Pocos meses después vi la reseña en los periódicos. Arismendi presentaba un libro de relatos. Por fin aparecía una foto suya —flaco, alto, no huesudo— en la portada de las páginas culturales. No fue difícil deducir que había persistido en su objetivo: el libro se llamaba «Días de sangre». El titular de la prensa anunciaba que eran «historias de un país en resistencia». La presentación se realizaría el 11 de julio, en la noche y en una importante librería, como parte de los actos de conmemoración de la masacre del 11 de abril. Hernán Martínez, un dirigente de la sociedad civil opuesto al gobierno, tendría la responsabilidad de ejecutar las palabras de honor. Prohibido olvidar.
Llegué tarde a la librería. Había un grupo bastante grande de personas. Casi todos hablaban sobre el éxito de la marcha que se había realizado ese mismo día. También había vino. En una mesa, en una esquina del local, estaban dispuestos pequeños grupos de libros, alrededor de un cartel que repetía el titular de la prensa: «historias de un país en resistencia». Tomé un ejemplar y lo hojeé de manera rápida. Como pellizcando con la vista cada título, el inicio de cada relato. Hasta que llegué al séptimo cuento. Se llamaba «Saldo en Rojo». Era la historia que había escrito Jorge, la historia de su padre yendo al banco, anclado en una pecera llena de cajeros automáticos, recogiendo papelitos. Arismendí había maquillado el relato, agregando, además, la propia experiencia de Jorge, inventando que el anciano era antichavista, un héroe asesinado en la marcha del 11 de abril. Casi se me cayó el libro al suelo. Como una piedra. Estaba paralizado. No sabía qué hacer. Alcé la cara y traté de buscar con la mirada a Arismendi. Nunca lo vi. Luego oí que alguien comentaba que una juez acababa de dejar en libertad a los francotiradores que hacía tres meses habían disparado, desde el puente, en contra de los manifestantes. Así le respondía el poder a la oposición. Sentí la lengua llena de óxido. Salí. La noche sólo fue un aliento verde.

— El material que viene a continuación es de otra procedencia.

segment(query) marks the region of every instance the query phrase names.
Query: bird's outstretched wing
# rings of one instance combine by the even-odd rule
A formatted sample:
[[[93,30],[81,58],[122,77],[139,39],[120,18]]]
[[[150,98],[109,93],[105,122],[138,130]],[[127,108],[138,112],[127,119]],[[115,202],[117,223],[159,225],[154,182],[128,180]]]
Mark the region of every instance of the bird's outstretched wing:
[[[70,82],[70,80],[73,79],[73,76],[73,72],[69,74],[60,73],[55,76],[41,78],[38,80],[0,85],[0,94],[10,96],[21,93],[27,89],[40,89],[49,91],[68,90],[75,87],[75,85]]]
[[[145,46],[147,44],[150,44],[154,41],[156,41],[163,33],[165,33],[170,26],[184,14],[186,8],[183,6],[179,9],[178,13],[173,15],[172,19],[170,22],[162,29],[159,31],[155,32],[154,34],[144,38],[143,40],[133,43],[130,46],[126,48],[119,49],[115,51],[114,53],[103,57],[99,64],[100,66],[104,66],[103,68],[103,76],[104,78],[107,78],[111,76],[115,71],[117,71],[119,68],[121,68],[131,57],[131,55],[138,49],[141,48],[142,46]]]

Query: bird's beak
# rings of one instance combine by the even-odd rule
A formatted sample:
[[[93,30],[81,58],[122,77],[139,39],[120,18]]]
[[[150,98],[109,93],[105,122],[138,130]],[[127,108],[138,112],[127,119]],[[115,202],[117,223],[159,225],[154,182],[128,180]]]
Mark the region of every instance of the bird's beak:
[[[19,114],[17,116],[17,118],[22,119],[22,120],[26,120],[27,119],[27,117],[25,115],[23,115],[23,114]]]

Tomé un taxi sin saber muy bien a dónde ir. Media hora más tarde me encontraba en ese bar de ficheras, cerca del antiguo terminal de autobuses, sentado en la misma mesa de aquella noche. El lugar estaba casi vacío. Ni siquiera había muchas mujeres. La puerta del baño estaba cerrada. No había ninguna gorda con shores y botas baratas. Tampoco una morena pálida. Ni un borracho impaciente. Pero eso era lo único que yo quería ver, lo que estaba buscando. Que ahí estuvieran, honestamente borrachas, con las nalgas pegadas al frío del suelo, casi abrazadas al altar del inodoro, vomitando, riendo o llorando, riendo y llorando, todo al mismo tiempo. Así me quedé, como esperando un instante, un movimiento sin sentido, el simple gesto de pedir un cigarrillo. Esperando oír los gritos de cualquier hombre perdido en una barra, la botella quebrada, una esquina de vidrio jugando a ser puñal, unas mujeres mareadas bajo la desnudez de un bombillo. Y yo de pie, mirando un estante lleno de botellas de ron. Y yo, sólo así, sin entender nada, sin saber qué hacer, si quedarme o huir, sin saber en qué país vivo.